Netflix's The Gray Man Movie Review - A zooming spy thriller without the brakes

Stylish, relentless, and surprisingly fun, The Gray Man is the Russo Brothers' ode to spy thrillers for the ADHD crowd.

Ryan Gosling smolders as the mystery man only known as Sierra Six, the person the CIA sends in to do the dirty work they can't be seen doing. In a world of black and white, Six operates within the gray (hence the movie's title), giving him carte blanche to kill with no questions asked. That is, before he comes across a drive containing damning evidence against his handlers, which forces him to go on the run. What follows is a globe-trotting thrill ride full of double dealings, double crosses, and a trainload of bullets.

Gosling carries this entire film as the man of few words but plenty ways to gut a human being in ten different places. Feels similar to Matt Damon's Jason Bourne in this regard but a sliver more subdued. Even then, every time ass needs to be kicked on screen he comes off believable without feeling forced.
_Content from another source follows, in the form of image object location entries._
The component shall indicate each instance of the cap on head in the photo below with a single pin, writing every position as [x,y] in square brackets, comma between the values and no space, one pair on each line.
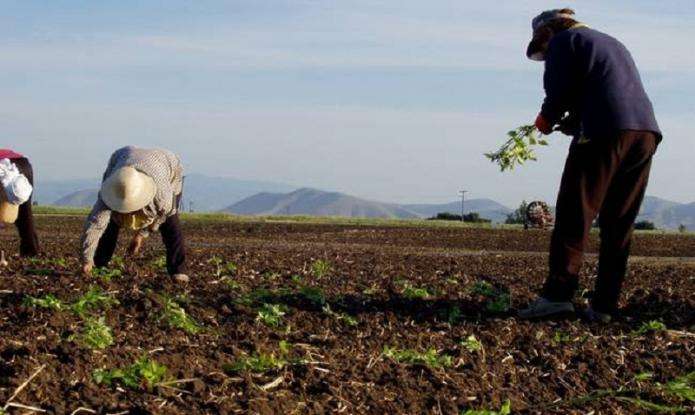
[127,190]
[549,15]
[542,32]
[8,211]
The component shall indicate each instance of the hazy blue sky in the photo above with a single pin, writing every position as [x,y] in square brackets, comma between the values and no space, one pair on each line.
[392,100]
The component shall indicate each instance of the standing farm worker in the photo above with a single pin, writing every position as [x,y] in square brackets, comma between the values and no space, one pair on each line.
[593,93]
[141,190]
[17,180]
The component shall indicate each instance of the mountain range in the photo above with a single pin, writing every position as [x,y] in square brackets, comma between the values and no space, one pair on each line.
[201,193]
[248,197]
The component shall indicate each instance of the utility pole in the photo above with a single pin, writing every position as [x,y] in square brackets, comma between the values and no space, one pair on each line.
[463,200]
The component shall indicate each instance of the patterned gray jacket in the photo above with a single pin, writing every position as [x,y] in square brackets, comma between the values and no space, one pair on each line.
[164,167]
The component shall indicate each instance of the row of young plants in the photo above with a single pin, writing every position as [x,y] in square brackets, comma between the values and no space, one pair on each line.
[271,309]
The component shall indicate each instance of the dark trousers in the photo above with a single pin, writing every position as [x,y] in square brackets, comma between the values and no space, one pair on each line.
[605,177]
[171,236]
[28,239]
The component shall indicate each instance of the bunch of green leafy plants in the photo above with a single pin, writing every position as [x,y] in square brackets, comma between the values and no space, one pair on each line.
[506,409]
[177,317]
[321,268]
[260,362]
[48,301]
[95,298]
[271,314]
[96,334]
[430,358]
[518,149]
[498,300]
[144,372]
[221,267]
[653,326]
[106,274]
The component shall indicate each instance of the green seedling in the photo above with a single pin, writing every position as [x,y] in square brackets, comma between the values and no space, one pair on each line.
[497,300]
[259,295]
[483,288]
[258,363]
[48,301]
[49,262]
[159,263]
[518,149]
[177,317]
[117,262]
[94,299]
[314,295]
[232,285]
[263,362]
[411,292]
[106,274]
[499,304]
[271,314]
[321,268]
[452,314]
[344,317]
[222,268]
[144,372]
[430,358]
[561,337]
[506,409]
[472,344]
[642,377]
[96,334]
[682,387]
[654,326]
[370,290]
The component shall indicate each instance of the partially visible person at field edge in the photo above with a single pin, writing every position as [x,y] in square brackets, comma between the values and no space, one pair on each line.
[141,190]
[594,94]
[17,181]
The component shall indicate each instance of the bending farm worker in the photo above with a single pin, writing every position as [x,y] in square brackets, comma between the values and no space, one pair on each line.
[17,181]
[141,190]
[593,93]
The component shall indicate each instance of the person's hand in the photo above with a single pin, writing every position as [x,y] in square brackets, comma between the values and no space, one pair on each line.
[135,245]
[543,125]
[569,126]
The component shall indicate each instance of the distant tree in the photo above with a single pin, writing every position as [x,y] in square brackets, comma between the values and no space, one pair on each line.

Standing as a twisted mirror image to Six is Chris Evans as Lloyd Hansen, a remorseless sociopath hired off-the-books to eliminate Six no matter the cost. Evans clearly enjoys playing a sleazy mercenary with a sick sense of humor, and every time Lloyd is on the screen is equal parts funny and horrifying. Just like an effective heel in pro wrestling, Evans' Lloyd is the kind of character you tune in to see lose. Badly.

The movie definitely feels like Anthony and Joe Russo unshackled by Disney and Marvel. The action is more kinetic than you're used to, with extensive use of drone shots that fly through action scenes and fast-paced gunfights that leave you breathless. The climactic chase scene through Vienna in particular is a fun mess of bullet casings, broken windows, and a runaway tram that had me gripping the edge of my sofa the entire time.

The Gray Man also feels like a Russo Brothers movie, for good or ill. Quippy dialogue feels forced and often unfunny (though par for the course for screenwriters Markus and McFeely, who also wrote Avengers: Infinity War and Endgame), and the non-stop action dulls you to the fact that the only thing keeping this together is Gosling and Evans' chemistry and eventual face off. Sequelitis is also a problem, with an anti-climactic ending taking the wind out of the movie's altogether breakneck pace, obviously contrived to set up an eventual sequel.

But it's not often that a spy thriller gets the big blockbuster treatment. The Gray Man is proof that it just takes the right hands to turn a tired trope into something fresh and exciting, something the Russos' Midas touch does with aplomb.

The Gray Man is now streaming on Netflix.